Cisco is the reference for switches and routers across the world. The way we transfer data throughout networks has been a pillar for many industries over the past decade. While 2/3 of Cisco’s revenue comes from switches and routers, the rest of Cisco sales are coming from faster-growing adjacent market segments such as wireless, security, collaboration, unified communications, and data center products.
As Cisco is the undisputed leader in its industry, this is also the player which sets the standards for other. This enable Cisco to benefit from a stronger premiums on all its products and services. As many companies are dependent from their networking system to operate on a daily-basis, their switching costs to ditch Cisco is enormous. Cisco has built and protected a very strong niche here.
Unfortunately, or fortunately technology keeps evolving. What Cisco is today (the leader of switches and routers) could eventually disappear as the need for routers may decline upon the arrival of a new technology. However, since Cisco keeps acquiring smaller techno companies in order to stay on top of things, I’m not too concerned about this potential fate right now.
Dividend growth perspective:
The dividend payment has been increasing on a steady basis for the past 5 years while the payout ratio remained well under control around 50%. Cisco core business is very strong and generates a steady income to be distributed to shareholders.
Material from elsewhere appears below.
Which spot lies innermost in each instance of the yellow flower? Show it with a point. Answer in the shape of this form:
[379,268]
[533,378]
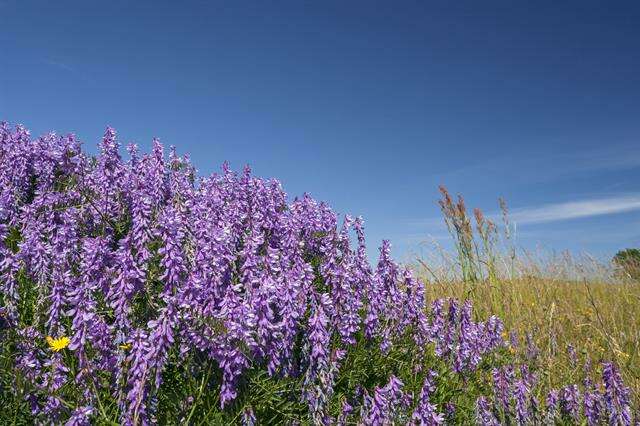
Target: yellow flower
[58,344]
Dividend increases in the forthcoming years are well secured.
The acceleration of the “IOTH” (Internet of Things) where literally everything is meat to communicate through a network is positioning Cisco in the driver seats for several years to come. As it is already established as a strong leader in this industry, there is more room for growth in the future.
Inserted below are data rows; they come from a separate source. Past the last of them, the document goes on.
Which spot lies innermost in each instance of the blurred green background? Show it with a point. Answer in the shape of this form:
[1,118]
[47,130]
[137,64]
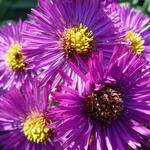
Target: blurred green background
[15,9]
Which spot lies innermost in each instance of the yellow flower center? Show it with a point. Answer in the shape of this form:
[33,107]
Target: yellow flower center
[34,128]
[14,57]
[79,39]
[136,42]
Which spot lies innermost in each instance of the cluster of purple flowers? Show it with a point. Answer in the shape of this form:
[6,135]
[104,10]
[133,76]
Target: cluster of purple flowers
[76,76]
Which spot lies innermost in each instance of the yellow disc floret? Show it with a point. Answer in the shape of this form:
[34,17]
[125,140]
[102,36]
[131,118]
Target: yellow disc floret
[34,128]
[78,39]
[14,57]
[136,42]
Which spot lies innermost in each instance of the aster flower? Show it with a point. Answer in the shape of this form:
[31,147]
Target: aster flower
[111,110]
[69,29]
[24,121]
[12,64]
[137,29]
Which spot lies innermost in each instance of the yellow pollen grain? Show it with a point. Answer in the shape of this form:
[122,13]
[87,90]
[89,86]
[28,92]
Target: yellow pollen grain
[14,57]
[136,42]
[78,39]
[34,128]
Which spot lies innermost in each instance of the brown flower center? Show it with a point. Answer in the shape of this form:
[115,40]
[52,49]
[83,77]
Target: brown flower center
[104,105]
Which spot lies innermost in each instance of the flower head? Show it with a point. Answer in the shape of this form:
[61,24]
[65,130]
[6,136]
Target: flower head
[113,106]
[137,30]
[23,118]
[13,67]
[73,33]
Cisco has the size and cash to follower their clients and answer their future needs. It can then continue to benefits from the strong bond it has established with its clients and offer further products to expand its revenues.
How I selected those 3 companies
Before I select any companies to be part of my portfolio, I go through an exhaustive investment process. Each company must meet the 7 dividend investing principles Those principles have been established based on several academic studies and over a decade of my financial experience in the stock market. I not only think those stocks will do well in 2017, but I believe they will do well in the long run too. In my opinion, those are keepers for a dividend growth portfolio.
Disclaimer: I hold MMM, BLK and CSCO in my Dividend Stocks Rock portfolios.